The most important thing is their molecular response to medication. They must have what’s called an MR4 or 4.5. MR4 means a four-log reduction from the original baseline (this means a qPCR test has revealed the patient has achieved a deep molecular response and 1 out of every 10,000 cells, or 0.01%, are CML cells). MR4.5 means four and a half logs (or 1 out of every 32,000 cells, or 0.0032%, are CML cells). They must meet that standard very stably for a couple of years. Second, they must have a lab available that can monitor them appropriately every one or two months in the first year and every three months thereafter. Third, the patient must be motivated and compliant enough that they will get their testing done. They also have to be in the chronic phase of CML. Those are the big issues to doing it safely.
And, as you said, if a patient does relapse, the same medication typically works for them again?
Yes, usually pretty quickly.
Have you helped many patients attempt TFR?
The government reimbursements at the hospital I worked in only allowed for testing every three months — meaning I couldn’t meet the criteria of testing every month in the first year. So, I would tell patients, ‘Look, I’m not able to do the standard monitoring because it’s not reimbursed. If you choose to do it, you do it with somewhat more risk.’ If I could have met the criteria, I would have gotten a lot more patients on TFR.
Do you have a sense of why TFR works for some patients and not others?
That’s the big question. We know that the longer someone has had a deep response, the better the chances are of it being successful. There’s a big European study, the EURO-SKI study, which suggests that for each additional year someone has a deep molecular response, their chances are slightly increased. It does not appear that the drug they take makes a difference. A lot of people are looking at other molecular changes people may have in their blood cells that might put them at higher risk or not, but, right now, the chance of predicting a successful TFR is not absolute.
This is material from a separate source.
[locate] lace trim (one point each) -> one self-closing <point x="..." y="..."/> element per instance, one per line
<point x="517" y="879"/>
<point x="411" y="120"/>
How do patients generally react when you talk to them about TFR?
The majority are willing to do it but some don’t even attempt it. They’re happy, they’re not having any side effects that seem to bother them on the medication they’re on and they don’t want to rock the boat. I’ve been involved with a number studies where patients have been successful and they’re quite happy. I think the biggest thing patients need to realize is that not having a successful TFR is not a failure. It just means they go back on their medication and they still have a near-normal life expectancy. Some patients get depressed because they feel like they failed but I don’t consider it a failure. On the one hand, you have the Holy Grail, which is TFR, but on the other, you have what people would call a functional overall survival, with them having no evidence of the disease and living a normal life — perhaps with some side effects. And not all of them have side effects.
Where do you see the future of CML research going?
Researchers are looking at drugs that might have a reduced side effect profile for people who have to be on them. They’re also trying to find out if there’s some underlying predictability as to who might be successful on TFR. They’ll also look at people who present with advanced disease — especially blast crisis, where the success of treatment is not as good as we would like.
How has this journey as a clinical investigator been for you? It must be satisfying to see TFR helping patients live their lives without medication?
I’ve seen how the disease has changed from when I first started. The only treatments for CML back then controlled the blood counts but not the disease. If you were 40 years of age or younger — and had a sibling who matched you — you could have a stem-cell transplant, but when you consider the average age of diagnosis is around 65, the majority of patients weren’t even eligible by age. It was a small percentage of patients who did well. Now, there’s near-normal survival for virtually everybody, so that’s been great to see. You don’t often see an evolution like that in your career.
Are you enjoying your retirement?
Well, I’m bored out of my tree and driving my wife nuts. She’s standing in the background now nodding her head.